Une fraude lors de l’achat de millions de masques par la Belgique? Une «facture» d’Avrox pose question

Une fraude lors de l’achat de millions de masques par la Belgique? Une «facture» d’Avrox pose question

La saga des masques de la société Avrox a déjà fait couler beaucoup d’encre. Mais ce n’est peut-être pas encore fini. Pour rappel, le gouvernement avait acheté des masques pour 45 millions d’euros. Dans les colonnes du journal flamand « Het Laatste Nieuws », une « facture » suspecte, jusqu’ici non dévoilée, est épinglée.

Petit rappel. Lors du marché public, les entreprises qui candidataient pour fournir à la Belgique ces masques devaient prouver qu’elles étaient déjà parvenues à livrer une commande d’au minimum de 100.000 masques en tissu. À l’époque, Philippe Goffin (MR), ministre de la Défense, assure que Avrox a déjà fourni un million de masques à un autre État.

Alors les journalistes flamands du Het Laatste Nieuws ont voulu consulter la preuve en question. Problème, elle est introuvable. « La référence pour la commande d’un million de masques provient d’une société inconnue sur l’île Maurice : Bright Periods Consulting. Une société dont l’activité n’est pas claire » écrit le quotidien.

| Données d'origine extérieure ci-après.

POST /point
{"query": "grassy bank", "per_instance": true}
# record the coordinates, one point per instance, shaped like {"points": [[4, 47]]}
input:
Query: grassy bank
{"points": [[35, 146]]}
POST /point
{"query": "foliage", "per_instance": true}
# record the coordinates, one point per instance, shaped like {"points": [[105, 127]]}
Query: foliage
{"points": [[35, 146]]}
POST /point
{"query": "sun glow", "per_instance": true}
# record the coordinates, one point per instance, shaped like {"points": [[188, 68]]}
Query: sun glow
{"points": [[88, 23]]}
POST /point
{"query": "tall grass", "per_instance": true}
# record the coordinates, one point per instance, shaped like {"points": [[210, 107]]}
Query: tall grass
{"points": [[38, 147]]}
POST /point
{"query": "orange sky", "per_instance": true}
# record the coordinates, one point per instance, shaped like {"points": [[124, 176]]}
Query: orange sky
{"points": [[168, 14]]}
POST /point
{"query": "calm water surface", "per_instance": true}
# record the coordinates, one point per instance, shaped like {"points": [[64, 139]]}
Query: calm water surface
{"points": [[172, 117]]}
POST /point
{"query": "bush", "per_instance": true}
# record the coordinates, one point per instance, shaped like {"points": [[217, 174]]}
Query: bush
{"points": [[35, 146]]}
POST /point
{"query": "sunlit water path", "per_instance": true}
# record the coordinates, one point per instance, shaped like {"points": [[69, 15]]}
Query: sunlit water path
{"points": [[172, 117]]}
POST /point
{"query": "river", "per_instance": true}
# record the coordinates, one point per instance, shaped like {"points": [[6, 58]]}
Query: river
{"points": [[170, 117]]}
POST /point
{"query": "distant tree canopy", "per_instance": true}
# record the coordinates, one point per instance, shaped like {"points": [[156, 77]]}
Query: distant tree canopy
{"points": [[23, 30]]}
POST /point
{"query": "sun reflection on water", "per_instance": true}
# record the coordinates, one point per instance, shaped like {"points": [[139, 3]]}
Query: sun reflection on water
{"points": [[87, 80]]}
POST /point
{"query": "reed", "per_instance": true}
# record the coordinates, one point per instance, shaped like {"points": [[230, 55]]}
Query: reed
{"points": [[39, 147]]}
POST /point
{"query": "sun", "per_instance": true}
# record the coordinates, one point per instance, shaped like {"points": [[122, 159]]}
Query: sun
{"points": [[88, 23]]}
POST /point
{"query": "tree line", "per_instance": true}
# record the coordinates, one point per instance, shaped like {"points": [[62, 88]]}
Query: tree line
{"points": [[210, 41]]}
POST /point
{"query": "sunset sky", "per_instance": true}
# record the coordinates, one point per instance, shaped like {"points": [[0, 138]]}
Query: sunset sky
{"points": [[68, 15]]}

« Bright Periods Consulting a été fondée en septembre 2015 à Ibiza. Selon le registre du commerce de l’île Maurice, le directeur de l’époque était un certain Flavio De Gos Barra. Aujourd’hui, nous ne trouvons qu’un profil Instagram de ce réalisateur avec de nombreuses photos de lui posant en maillot de bain. Il ne semble nulle part que l’homme fasse des affaires dans le domaine des produits textiles, et encore moins dans celui des masques buccaux. En mai 2018, la société a quitté Ibiza pour s’installer dans un centre d’affaires à Maurice. Depuis lors, elle est dirigée par une société de gestion appelée Legacy Capital. »

Legacy Capital n’a pas souhaité répondre aux journalistes. Avrox reste sur sa position et affirme avoir fourni la preuve au moment du marché. La Défense, elle, indique que la preuve fournie par Avrox en mars dernier ne peut pas être divulguée. Quant à la police fédérale, elle poursuit son enquête sur ce qui pourrait être un montage pour obtenir le contrat. Un marché accordé sur base d’un faux en écriture signifiait une fraude lors de l’appel d’offres.